Znám, že cožkoli činí Bůh, to trvá na věky; nemůže se k tomu nic přidati, ani od toho co odjíti. A činí to Bůh, aby se báli oblíčeje jeho.
Şimdi ne oluyorsa, geçmişte de oldu, Ne olacaksa, daha önce de olmuştur. Tanrı geçmiş olayların hesabını soruyor.
To, což bylo, i nyní jest, a což bude, již bylo; nebo Bůh obnovuje to, což pominulo.
Güneşin altında bir şey daha gördüm: Adaletin ve doğruluğun yerini kötülük almış.
Přesto viděl jsem ještě pod sluncem na místě soudu bezbožnost, a na místě spravedlnosti nespravedlnost.
İçimden “Tanrı doğruyu da, kötüyü de yargılayacaktır” dedim, “Çünkü her olayın, her eylemin zamanını belirledi.”

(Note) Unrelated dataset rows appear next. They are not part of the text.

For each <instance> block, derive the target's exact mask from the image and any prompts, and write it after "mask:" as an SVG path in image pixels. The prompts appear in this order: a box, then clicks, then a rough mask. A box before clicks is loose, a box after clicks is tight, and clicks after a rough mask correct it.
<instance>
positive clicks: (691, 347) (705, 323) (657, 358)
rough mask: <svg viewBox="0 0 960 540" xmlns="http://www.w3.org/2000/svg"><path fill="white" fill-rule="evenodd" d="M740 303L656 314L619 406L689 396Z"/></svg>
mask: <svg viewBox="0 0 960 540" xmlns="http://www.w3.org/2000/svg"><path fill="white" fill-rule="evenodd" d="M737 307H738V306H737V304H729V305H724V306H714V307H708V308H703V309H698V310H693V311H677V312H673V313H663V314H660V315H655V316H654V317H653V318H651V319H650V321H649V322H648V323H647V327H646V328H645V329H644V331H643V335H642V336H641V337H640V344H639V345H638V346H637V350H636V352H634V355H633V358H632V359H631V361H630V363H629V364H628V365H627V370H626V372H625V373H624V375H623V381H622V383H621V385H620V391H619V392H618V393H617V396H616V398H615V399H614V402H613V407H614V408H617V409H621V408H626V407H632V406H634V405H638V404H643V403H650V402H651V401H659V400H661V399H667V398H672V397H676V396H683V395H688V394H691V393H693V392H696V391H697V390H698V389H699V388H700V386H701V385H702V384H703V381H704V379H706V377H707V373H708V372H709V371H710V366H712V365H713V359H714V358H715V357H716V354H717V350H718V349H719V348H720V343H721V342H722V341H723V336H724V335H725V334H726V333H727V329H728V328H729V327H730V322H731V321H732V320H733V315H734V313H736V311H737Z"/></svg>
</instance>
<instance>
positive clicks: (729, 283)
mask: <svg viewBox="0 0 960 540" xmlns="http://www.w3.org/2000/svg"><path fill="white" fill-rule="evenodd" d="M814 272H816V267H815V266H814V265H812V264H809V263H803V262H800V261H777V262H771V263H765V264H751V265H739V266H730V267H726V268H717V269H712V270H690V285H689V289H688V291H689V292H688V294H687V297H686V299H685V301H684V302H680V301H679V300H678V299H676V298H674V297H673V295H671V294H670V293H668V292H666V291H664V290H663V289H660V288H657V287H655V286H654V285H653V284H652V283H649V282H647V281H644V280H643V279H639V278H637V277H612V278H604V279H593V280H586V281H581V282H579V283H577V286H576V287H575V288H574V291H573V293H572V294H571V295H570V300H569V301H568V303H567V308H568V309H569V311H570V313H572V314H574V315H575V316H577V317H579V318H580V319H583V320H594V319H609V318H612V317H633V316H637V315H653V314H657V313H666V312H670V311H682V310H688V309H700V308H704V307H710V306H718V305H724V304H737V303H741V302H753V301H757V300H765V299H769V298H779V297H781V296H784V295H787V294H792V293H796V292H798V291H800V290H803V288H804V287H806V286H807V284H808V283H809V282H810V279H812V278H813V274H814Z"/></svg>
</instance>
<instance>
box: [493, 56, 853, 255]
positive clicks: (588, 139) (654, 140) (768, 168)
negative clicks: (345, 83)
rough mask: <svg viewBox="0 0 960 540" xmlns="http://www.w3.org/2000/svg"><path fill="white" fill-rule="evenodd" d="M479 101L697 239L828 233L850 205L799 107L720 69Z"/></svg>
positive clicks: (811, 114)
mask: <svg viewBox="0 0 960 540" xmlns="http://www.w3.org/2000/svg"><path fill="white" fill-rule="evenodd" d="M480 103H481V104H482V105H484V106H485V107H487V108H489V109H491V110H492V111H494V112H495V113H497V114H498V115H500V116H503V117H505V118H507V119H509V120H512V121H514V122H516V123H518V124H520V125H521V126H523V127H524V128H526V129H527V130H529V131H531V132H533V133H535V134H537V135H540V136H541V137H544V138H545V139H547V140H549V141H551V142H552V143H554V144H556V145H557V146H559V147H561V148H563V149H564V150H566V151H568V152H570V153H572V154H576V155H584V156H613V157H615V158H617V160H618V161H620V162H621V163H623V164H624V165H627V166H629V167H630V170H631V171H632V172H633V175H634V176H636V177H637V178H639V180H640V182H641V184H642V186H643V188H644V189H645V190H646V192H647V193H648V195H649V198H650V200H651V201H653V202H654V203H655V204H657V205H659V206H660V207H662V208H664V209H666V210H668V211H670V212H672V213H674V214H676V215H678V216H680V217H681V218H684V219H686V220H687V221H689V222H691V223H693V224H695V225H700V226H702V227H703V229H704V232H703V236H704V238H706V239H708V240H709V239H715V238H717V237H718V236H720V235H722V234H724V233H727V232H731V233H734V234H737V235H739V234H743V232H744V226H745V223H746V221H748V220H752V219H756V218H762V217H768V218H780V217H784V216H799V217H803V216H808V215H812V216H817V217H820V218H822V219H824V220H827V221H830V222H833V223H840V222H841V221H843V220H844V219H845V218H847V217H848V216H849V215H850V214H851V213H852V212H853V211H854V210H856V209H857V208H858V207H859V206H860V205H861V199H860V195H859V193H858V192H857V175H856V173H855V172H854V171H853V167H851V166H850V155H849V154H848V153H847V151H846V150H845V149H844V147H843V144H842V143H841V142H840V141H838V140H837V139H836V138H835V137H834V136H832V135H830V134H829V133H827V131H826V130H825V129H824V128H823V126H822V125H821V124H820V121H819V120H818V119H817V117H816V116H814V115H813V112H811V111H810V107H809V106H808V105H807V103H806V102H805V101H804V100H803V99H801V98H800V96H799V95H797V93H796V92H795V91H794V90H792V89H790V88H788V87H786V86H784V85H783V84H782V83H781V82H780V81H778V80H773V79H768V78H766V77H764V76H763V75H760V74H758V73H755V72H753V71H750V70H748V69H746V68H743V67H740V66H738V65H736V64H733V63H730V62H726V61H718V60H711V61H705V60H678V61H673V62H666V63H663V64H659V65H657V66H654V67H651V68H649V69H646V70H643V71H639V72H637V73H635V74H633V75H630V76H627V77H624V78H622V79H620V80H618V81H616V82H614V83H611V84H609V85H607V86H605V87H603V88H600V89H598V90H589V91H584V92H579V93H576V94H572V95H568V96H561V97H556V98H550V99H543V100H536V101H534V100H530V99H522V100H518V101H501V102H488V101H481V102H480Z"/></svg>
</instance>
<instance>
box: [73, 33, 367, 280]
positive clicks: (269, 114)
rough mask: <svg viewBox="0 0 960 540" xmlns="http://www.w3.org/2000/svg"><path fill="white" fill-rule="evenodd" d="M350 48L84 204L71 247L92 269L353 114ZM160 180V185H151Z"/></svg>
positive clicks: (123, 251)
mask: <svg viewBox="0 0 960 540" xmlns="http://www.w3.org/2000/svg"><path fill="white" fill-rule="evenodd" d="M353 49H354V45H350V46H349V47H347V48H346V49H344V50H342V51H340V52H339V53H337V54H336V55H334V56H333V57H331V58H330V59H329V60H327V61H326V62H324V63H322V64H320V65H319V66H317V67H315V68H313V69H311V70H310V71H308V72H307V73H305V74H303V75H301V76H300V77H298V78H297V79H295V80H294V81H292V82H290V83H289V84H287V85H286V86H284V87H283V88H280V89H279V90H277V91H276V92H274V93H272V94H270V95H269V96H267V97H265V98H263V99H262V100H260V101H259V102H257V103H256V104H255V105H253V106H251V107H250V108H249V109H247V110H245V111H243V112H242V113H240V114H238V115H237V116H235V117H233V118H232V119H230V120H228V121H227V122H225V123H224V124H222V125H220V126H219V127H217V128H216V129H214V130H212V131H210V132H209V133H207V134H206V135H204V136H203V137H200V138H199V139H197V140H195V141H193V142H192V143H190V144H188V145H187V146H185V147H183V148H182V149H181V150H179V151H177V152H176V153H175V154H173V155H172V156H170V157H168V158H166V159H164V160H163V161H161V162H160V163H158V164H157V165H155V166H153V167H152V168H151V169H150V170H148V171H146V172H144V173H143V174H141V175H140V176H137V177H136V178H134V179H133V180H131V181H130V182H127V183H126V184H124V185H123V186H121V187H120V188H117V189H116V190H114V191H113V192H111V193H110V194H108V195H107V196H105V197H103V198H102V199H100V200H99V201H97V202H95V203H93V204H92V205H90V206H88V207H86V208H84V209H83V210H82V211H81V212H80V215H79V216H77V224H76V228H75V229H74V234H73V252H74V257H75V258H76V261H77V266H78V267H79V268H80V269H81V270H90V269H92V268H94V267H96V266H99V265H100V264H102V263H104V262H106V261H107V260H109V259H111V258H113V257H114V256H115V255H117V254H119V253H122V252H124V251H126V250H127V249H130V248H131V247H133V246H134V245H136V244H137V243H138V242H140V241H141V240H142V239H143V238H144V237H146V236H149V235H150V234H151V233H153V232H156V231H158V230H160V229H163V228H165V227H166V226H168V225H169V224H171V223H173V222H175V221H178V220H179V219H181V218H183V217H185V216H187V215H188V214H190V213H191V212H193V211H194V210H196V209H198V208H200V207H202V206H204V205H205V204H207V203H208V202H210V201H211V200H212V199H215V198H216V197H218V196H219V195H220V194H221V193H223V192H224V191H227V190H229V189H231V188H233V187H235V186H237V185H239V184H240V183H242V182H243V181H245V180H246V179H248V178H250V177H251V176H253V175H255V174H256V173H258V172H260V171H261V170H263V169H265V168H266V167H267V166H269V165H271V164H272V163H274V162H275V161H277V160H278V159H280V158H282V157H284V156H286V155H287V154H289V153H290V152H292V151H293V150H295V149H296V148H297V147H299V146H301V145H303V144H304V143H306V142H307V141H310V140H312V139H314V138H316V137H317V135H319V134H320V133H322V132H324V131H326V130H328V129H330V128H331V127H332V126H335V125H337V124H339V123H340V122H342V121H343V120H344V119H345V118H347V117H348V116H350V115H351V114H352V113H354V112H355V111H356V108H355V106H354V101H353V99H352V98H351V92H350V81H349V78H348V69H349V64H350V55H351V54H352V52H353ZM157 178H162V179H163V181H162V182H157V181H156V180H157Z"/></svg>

I řekl jsem v srdci svém: Budeť Bůh spravedlivého i bezbožného souditi; nebo tam bude čas každému předsevzetí i každému skutku.
İnsanlara gelince, “Tanrı hayvan olduklarını görsünler diye insanları sınıyor” diye düşündüm.
Řekl jsem v srdci svém o způsobu synů lidských, že jim ukázal Bůh, aby viděli, že jsou podobni hovadům.
Çünkü insanların başına gelen hayvanların da başına geliyor. Aynı sonu paylaşıyorlar. Biri nasıl ölüyorsa, öbürü de öyle ölüyor. Hepsi aynı soluğu taşıyor. İnsanın hayvandan üstünlüğü yoktur. Çünkü her şey boş.
Případnost synů lidských a případnost hovad jest případnost jednostejná. Jakož umírá ono, tak umírá i on, a dýchání jednostejné všickni mají, aniž co napřed má člověk před hovadem; nebo všecko jest marnost.
İkisi de aynı yere gidiyor; topraktan gelmiş, toprağa dönüyor.
Obé to jde k místu jednomu; obé jest z prachu, obé také zase navracuje se do prachu.
Kim biliyor insan ruhunun yukarıya çıktığını, hayvan ruhunun aşağıya, yeraltına indiğini?
Kdo to zná, že duch synů lidských vstupuje zhůru, a duch hovadí že sstupuje pod zemi?
Sonuçta insanın yaptığı işten zevk almasından daha iyi bir şey olmadığını gördüm. Çünkü onun payına düşen budur. Kendisinden sonra olacakları görmesi için kim onu geri getirebilir?
Protož spatřil jsem, že nic není lepšího, než veseliti se člověku v skutcích svých, poněvadž to jest podíl jeho. Nebo kdo jej k tomu přivede, aby poznati mohl to, což jest budoucího po něm?